Idea 1: Durge through Bhalspawn magic or normal sex could have children with Gortash and both were planning to do this. They were not going to get married, Gortash would marry someone else for political empire expansion reasons latter down the line, but Durge and Gortash had both plotted that as part of their take over the world plan they would have children together and those would be their heirs that Gortash would legitimize and just not have children with his actual wife / essentially political puppet.
This idea is courtesy of Dune, I just love the idea of Durge being a consort and Gortash promising to never touch his actual wife and only having kids with Durge.
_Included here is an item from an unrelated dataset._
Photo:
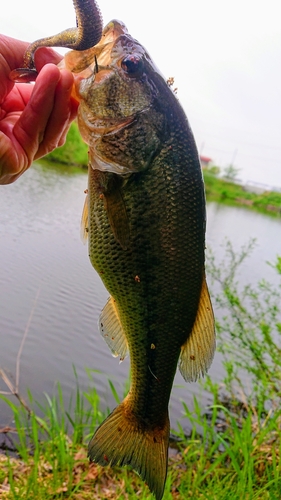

“I swear to you now that you’ll need no title. That woman over there will be my wife and you but a concubine because this is a political thing. Yet she shall have no more of me then my name. no child of mine, nor touch, nor softness of glance, nor instant of desire.” - quote from Dune that I died thinking of Gortash saying to Durge.
Idea 2: the above is still true but this is a Tav play through so Durge fucking dies. And in this play through Durge and Gortash have known each other for a Loong time, like 10+ years and then Durge dies. Bonus angst points if Durge is pregnant and that is part of why Orin tortures them to death.
Fortunately in idea 2 land it is a Tav/Gortash fix it world so somehow Gortash doesn’t die at the end of the game and Tav has a crush on Gortash, but it’s complicated by the fact that Gortash is still getting over his recently murdered long term lover but has 0 coping skills except insisting that ‘it’s in the past, it doesn’t matter!’ And trying to plow on not even mentioning Durge to Tav if it can be helped.
Triple angst points if it follows many Tav/Gortash things I’ve seen where post Brain the two get married to maintain political stability which brings up angst from the promise Gortash made in Idea 1 about not caring about his marriage partner cuz he would have Durge, but Durge is super dead and Tav is left trying to pick up and puzzle the pieces together.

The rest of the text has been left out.